Authc: Local users and sessions (proposal required, deferred)

[jihuayu]

Status

This issue is proposal-first and currently deferred.

Based on the maintainer discussion, third-party login should be considered before local controller-managed users. Local users should be treated as a possible fallback or lightweight testing feature after the first authentication direction is agreed.

Goal

Explore whether and how Kvrocks Controller should support controller-managed local users and sessions.

This issue is intentionally not a ready-to-code implementation plan. Contributors should design the approach first.

Proposal Required

Before opening an implementation PR, please post a proposal in this issue and wait for maintainer agreement.

The proposal should cover at least:

• Why local users are needed and how they coexist with third-party login or gateway authentication.
• The intended user model and role model at a high level.
• The session or token model, including storage and expiration behavior across controller instances.
• The expected API and Web UI surface.
• Configuration changes and backward compatibility when authentication is disabled.
• Security considerations and the planned test coverage.

Notes

Local users, if accepted, are intended for testing and lightweight development use unless maintainers agree on a broader production scope.

Detailed implementation steps should be proposed by the contributor and reviewed by maintainers before development starts.

[git-hulk]

@jihuayu, could we first support third-party logins like GitHub/Gmail and then allow using Casbin for RBAC?

[jihuayu]

@git-hulk Do we still need to implement local user accounts? Or implement local users after third-party login?

[git-hulk]

@git-hulk Do we still need to implement local user accounts? Or implement local users after third-party login?
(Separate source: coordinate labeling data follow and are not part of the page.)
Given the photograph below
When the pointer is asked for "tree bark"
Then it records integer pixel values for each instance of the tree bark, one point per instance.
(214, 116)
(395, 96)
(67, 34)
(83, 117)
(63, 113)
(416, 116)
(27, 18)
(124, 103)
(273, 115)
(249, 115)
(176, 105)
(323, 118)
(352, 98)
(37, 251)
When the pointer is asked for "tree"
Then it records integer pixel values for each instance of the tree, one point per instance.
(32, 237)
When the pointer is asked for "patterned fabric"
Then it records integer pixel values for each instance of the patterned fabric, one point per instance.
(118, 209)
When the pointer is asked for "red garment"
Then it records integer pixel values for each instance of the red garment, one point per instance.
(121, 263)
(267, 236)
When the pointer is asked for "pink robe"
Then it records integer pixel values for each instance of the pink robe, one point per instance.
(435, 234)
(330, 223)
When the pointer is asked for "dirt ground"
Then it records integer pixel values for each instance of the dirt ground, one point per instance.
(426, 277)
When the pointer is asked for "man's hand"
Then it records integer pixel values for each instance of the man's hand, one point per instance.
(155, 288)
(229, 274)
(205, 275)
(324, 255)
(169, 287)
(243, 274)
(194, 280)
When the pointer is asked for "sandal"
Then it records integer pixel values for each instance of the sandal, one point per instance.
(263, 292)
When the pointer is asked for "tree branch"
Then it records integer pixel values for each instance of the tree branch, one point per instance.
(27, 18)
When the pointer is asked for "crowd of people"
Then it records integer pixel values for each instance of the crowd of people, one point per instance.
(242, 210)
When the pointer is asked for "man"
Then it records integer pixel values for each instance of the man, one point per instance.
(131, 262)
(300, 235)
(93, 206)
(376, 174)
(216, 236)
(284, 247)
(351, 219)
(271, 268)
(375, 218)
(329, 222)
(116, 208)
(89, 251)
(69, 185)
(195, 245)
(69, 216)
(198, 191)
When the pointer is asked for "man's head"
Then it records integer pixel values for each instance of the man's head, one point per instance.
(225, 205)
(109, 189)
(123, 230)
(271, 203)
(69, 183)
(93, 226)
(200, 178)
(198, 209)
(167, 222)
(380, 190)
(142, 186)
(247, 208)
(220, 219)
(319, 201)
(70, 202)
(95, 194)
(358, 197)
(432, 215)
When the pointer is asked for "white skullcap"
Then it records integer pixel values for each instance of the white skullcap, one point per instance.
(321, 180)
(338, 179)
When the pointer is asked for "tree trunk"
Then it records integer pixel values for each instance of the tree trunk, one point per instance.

Perhaps we can implement local users after third-party login.

[jihuayu]

@git-hulk For GitHub and Google OAuth, we need to restrict login domains. I plan to restrict Google logins by email domain and GitHub by organization. However, how should we map these users to roles in our controllers (e.g., Super Admin, Regular User, NS Admin)? It seems there isn't any built-in metadata for roles.

[git-hulk]

For GitHub and Google OAuth, we need to restrict login domains. I plan to restrict Google logins by email domain and GitHub by organization.

Great, it's a nice-to-have feature for the security consideration.

However, how should we map these users to roles in our controllers (e.g., Super Admin, Regular User, NS Admin)? It seems there isn't any built-in metadata for roles.

The simple way is to only allow roles like admin / editor / viewer?

[jihuayu]

@git-hulk What I want to know is, how do we map GitHub users to these roles? Do we authorize them one by one in the controller?

[git-hulk]

@git-hulk What I want to know is, how do we map GitHub users to these roles? Do we authorize them one by one in the controller?

We don't automatically map roles for users; we can use GitHub for authentication only, and the owner maintains user roles.